The Power of Virtual Care in Addressing the Quadruple Aim of Healthcare

How Virtual Care Helps Improve the Health of Populations

Planning for the care of people with multiple complex chronic conditions is critical as baby boomers continue to become eligible for Medicare. Improving the health of people with multiple chronic conditions will decrease high hospital readmission rates while enhancing patients’ quality of life.

Better Health: Virtual care dashboards helps administrators review the health of specific patient populations and analyze trends across shared characteristics such as conditions, SDOHs, etc.  Dashboards also helps agencies report out on the population health results of referral partners.

How Virtual Care Helps Improve the Patient Experience

Virtual care makes care delivery more efficient while also elevating the patient experience. Virtual visits, secure messaging, condition-specific messages, RPM, and assessments support and engage patients as they age and heal at home – giving them more tools in their role in self-care and more control over their health.    

Better Experience:  Virtual care technology helps clinicians check-in with patients, monitor, triage, and care for them in real-time.  Clinicians can interact with the patients through video, messaging, RPM, and assessment tools to encourage healthier lifestyles, treatment/medication adherence, and routine collecting/sending of their vitals. By engaging patients via multiple touchpoints, clinicians can constantly assess patient risks for rehospitalization and coach patients on better self-care.

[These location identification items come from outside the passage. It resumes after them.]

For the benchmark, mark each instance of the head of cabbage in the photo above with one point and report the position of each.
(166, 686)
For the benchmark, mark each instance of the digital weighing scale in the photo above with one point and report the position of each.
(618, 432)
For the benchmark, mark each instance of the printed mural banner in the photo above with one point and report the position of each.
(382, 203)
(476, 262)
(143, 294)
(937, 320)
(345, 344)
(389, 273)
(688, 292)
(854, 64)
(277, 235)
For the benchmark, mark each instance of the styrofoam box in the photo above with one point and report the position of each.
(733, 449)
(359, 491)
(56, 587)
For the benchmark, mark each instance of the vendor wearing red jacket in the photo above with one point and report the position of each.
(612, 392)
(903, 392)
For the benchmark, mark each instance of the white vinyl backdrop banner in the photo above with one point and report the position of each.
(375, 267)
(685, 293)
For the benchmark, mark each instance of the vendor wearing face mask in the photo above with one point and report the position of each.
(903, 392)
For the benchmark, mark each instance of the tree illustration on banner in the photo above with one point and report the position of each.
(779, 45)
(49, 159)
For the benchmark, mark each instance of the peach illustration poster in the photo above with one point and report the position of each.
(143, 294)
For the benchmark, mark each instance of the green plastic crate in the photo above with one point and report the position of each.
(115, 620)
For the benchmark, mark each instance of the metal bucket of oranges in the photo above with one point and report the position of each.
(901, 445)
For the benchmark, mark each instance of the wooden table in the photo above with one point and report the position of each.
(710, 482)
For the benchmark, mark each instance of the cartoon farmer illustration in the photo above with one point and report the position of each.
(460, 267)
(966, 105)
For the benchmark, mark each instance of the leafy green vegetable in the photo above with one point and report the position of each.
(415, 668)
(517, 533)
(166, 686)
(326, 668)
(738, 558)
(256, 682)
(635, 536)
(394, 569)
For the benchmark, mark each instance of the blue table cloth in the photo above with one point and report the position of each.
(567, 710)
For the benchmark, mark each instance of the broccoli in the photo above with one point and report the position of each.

How Virtual Care Helps Reduce the Cost of Healthcare

According to the New England Journal of Medicine, people with chronic conditions receive only 56% of recommended preventive health care services. Yet, the CDC indicates that chronic disease accounts for approximately 75% of the nation’s aggregate health care spending and the related treatment is responsible for 96 cents per dollar for Medicare and 83 cents per dollar for Medicaid. Given the increased healthcare challenges as our population ages, organizations are looking to technology to reduce the cost of care – while improving overall and individual outcomes.

 

Lower Costs:  Virtual care can decrease travel time and travel costs for clinicians and patients.  Conducting virtual visits and consults allows “drive time” to be converted to “patient time.”  Secure video conferencing technology helps patients access care in a more convenient manner, on their schedule, while enabling care team staff to see more patients, more frequently.  And, agencies can provide virtual teletriage support afterhours and on the weekends – helping to mitigate the need to send out a clinician or request that the patient make a trip to the ER if the situation can be addressed over video or secure messaging.

How Virtual Care Helps Enhance Clinician Experience

Even before the pandemic, work-related burnout was an acute problem in healthcare.  Staffing remains a top concern for home health and hospice organizations which are struggling to recruit and retain top talent.  Administrators are aiming to increase clinician productivity but face the risk of staff exhaustion and overwork.

Greater Satisfaction:  As a result of using virtual care, clinicians are more satisfied with their ability to better manage their patients, treat more patients, and even provide care during evenings or weekends. Providing this flexibility to staff not only helps agencies more effectively recruit and retain qualified staff, but it increases their efficiency as the demand for home health will only increase as Baby Boomers age.  Given the immediacy and impact of virtual care, one can expect that it will also drive greater staff satisfaction, retention, and engagement – thus, helping a healthcare organization achieve the Quadruple Aim.